TSTP Solution File: LCL738^5 by Vampire---4.8
View Problem
- Process Solution
%------------------------------------------------------------------------------
% File : Vampire---4.8
% Problem : LCL738^5 : TPTP v8.2.0. Released v4.0.0.
% Transfm : none
% Format : tptp:raw
% Command : vampire --input_syntax tptp --proof tptp --output_axiom_names on --mode portfolio --schedule file --schedule_file /export/starexec/sandbox2/solver/bin/quickGreedyProduceRating_steal_pow3.txt --cores 8 -m 12000 -t %d %s
% Computer : n002.cluster.edu
% Model : x86_64 x86_64
% CPU : Intel(R) Xeon(R) CPU E5-2620 v4 2.10GHz
% Memory : 8042.1875MB
% OS : Linux 3.10.0-693.el7.x86_64
% CPULimit : 300s
% WCLimit : 300s
% DateTime : Tue May 21 00:22:26 EDT 2024
% Result : Theorem 0.15s 0.39s
% Output : Refutation 0.15s
% Verified :
% SZS Type : Refutation
% Derivation depth : 11
% Number of leaves : 19
% Syntax : Number of formulae : 31 ( 5 unt; 11 typ; 0 def)
% Number of atoms : 166 ( 58 equ; 0 cnn)
% Maximal formula atoms : 8 ( 8 avg)
% Number of connectives : 317 ( 28 ~; 22 |; 17 &; 229 @)

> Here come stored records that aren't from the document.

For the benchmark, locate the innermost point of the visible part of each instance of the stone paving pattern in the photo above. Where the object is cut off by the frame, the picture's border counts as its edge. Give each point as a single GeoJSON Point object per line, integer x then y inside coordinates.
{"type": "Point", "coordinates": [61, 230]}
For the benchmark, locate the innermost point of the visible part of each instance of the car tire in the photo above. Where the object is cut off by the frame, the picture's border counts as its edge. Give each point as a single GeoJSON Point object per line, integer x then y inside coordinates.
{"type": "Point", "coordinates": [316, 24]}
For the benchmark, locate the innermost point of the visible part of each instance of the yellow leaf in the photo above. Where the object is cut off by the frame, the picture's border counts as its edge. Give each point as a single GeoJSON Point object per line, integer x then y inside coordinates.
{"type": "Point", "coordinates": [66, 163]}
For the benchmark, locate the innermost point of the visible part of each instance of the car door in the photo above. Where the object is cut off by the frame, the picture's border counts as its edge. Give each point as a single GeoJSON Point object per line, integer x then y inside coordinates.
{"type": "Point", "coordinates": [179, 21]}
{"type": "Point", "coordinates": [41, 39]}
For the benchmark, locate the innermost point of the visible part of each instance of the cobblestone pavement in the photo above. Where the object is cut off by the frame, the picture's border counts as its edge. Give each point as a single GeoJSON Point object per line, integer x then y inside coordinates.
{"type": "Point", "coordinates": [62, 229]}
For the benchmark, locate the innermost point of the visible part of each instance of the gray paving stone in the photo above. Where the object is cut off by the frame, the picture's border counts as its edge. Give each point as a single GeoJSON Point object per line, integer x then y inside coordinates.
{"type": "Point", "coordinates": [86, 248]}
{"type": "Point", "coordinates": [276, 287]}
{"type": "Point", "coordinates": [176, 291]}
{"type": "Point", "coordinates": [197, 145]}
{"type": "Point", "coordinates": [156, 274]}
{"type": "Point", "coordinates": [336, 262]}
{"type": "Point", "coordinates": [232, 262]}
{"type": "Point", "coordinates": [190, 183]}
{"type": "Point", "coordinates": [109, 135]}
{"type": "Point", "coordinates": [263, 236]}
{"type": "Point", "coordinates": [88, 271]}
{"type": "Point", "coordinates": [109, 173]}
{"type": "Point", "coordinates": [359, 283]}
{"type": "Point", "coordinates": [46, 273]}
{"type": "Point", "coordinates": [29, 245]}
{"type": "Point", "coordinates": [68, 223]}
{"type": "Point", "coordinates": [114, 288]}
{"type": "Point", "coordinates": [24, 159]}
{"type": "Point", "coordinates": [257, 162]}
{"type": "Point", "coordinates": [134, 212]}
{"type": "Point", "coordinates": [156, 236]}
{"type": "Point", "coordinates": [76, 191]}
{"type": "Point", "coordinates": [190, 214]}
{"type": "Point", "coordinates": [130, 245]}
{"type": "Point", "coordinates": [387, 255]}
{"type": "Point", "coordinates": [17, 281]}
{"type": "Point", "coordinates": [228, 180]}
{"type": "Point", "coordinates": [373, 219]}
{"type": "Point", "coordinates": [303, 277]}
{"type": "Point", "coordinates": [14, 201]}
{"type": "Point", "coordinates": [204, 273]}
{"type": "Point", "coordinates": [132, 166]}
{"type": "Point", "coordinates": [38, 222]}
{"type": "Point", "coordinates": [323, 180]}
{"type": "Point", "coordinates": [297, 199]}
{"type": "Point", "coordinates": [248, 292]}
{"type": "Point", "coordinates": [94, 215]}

% ( 0 <=>; 18 =>; 0 <=; 0 <~>)
% Maximal formula depth : 13 ( 7 avg)
% Number of types : 2 ( 1 usr)
% Number of type conns : 146 ( 146 >; 0 *; 0 +; 0 <<)
% Number of symbols : 13 ( 9 usr; 3 con; 0-3 aty)
% ( 0 !!; 0 ??; 3 @@+; 0 @@-)
% Number of variables : 110 ( 0 ^ 53 !; 55 ?; 110 :)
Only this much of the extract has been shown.